Working to Improve Wildlife Legislation
The RSF works regularly policy with makers in Washington D.C. to help shape the course of wildlife legislation and conservation policies. The RSF has met with ambassadors and dignitaries from around the world, illustrated the importance of wildlife ambassadors to legislators and even testified before a Congressional subcomittee about the virtues of the Multi-National Species Semi-Postal Stamp Act which has now raised millions of dollars for wildlife conservation.
The Institute for Greatly Endangered and Rare Species (T.I.G.E.R.S.) is a unique fifty-acre wildlife preserve in Myrtle Beach, South Carolina. Founded in 1982, the Preserve and its Satellite Preservation Stations have received upwards of forty million guest who have had the unique and transformative experience of up-close encounters with some of the world’s most beautiful and endangered animals.
The Preserve houses more than 100 rare and endangered animals and is, in the words of one guest,
a zoo times a zillion(Charlotte Observer).
Participants in daily tours are inspired by the opportunity to caress the soft fur of a lynx, smell the sweet aroma of a binturong, and witness the heart-pounding chase of tigers running at 45 miles per hour. During these encounters guest connect with wildlife in a manner not available at any other facility.
Many have become active in conservation efforts as a result of these experiences. They leave with images that only a few privileged photographers and explorers on safari have captured after years of travel: a tiger or cheetah running at full speed or swimming across a clear pool, great apes sliding through a jungle canopy, an elephant just a breath away.
Each year revenues generated by the Preserve have gone to Rare Species Fund approved wildlife programs around the world.

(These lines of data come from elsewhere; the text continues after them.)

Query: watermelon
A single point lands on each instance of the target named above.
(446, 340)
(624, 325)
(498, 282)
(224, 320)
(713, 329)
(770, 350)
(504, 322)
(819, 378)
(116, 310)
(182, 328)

At Jungle Island, Miami’s premiere family attraction, RSF has built a state-of-the-art home for some of the world’s rarest animals: a white lion, two royal white tigers, and two snow tigers. Throughout the year, other big cats make their appearance including black panthers, lynx, spotted leopards, cougars, and the world’s biggest cat: the liger. Guests enjoy up-close encounters with other rare animals including orangutans, chimpanzees, binturongs, gibbons, and capuchin monkeys.
Tale of the Tiger
For the past thirty years, the RSF program
Tale of the Tiger in Carver Massachusetts, has entertained and educated millions of visitors. A favorite among the many rare animals is Hercules the liger: 900 pounds, 12 feet tall, and holder of the Guinness Book of World Records as Earth’s biggest cat. The offspring of a male lion and a female tiger, Hercules is the result of a phenomenon known as hybrid vigor. When
two species mate, explains Bhagavan Antle,
the offspring gains the best qualities of both parents.
Small Wild Cat Conservation Foundation
The RSF has been working heavily with the Small Wild Cat Conservation Foundation and its founder Dr. Jim Sanderson. Funding from the RSF, along with direct participation, is helping the SWCCF to save the smaller species of wild felines, most of which are often overlooked by the conservation community. The RSF is currently one of the single largest financial supporters of the work being done by SWCCF.
Elephants of Africa Rescue Society
RSF is a supporter of Elephants of Africa Rescue Society (EARS), a non-profit organization that protects safe habitats for wild African animals and their captive cousins. EARS elephants participate in noninvasive studies that expand the elephant population database and improve captive breeding of this beloved and greatly endangered species.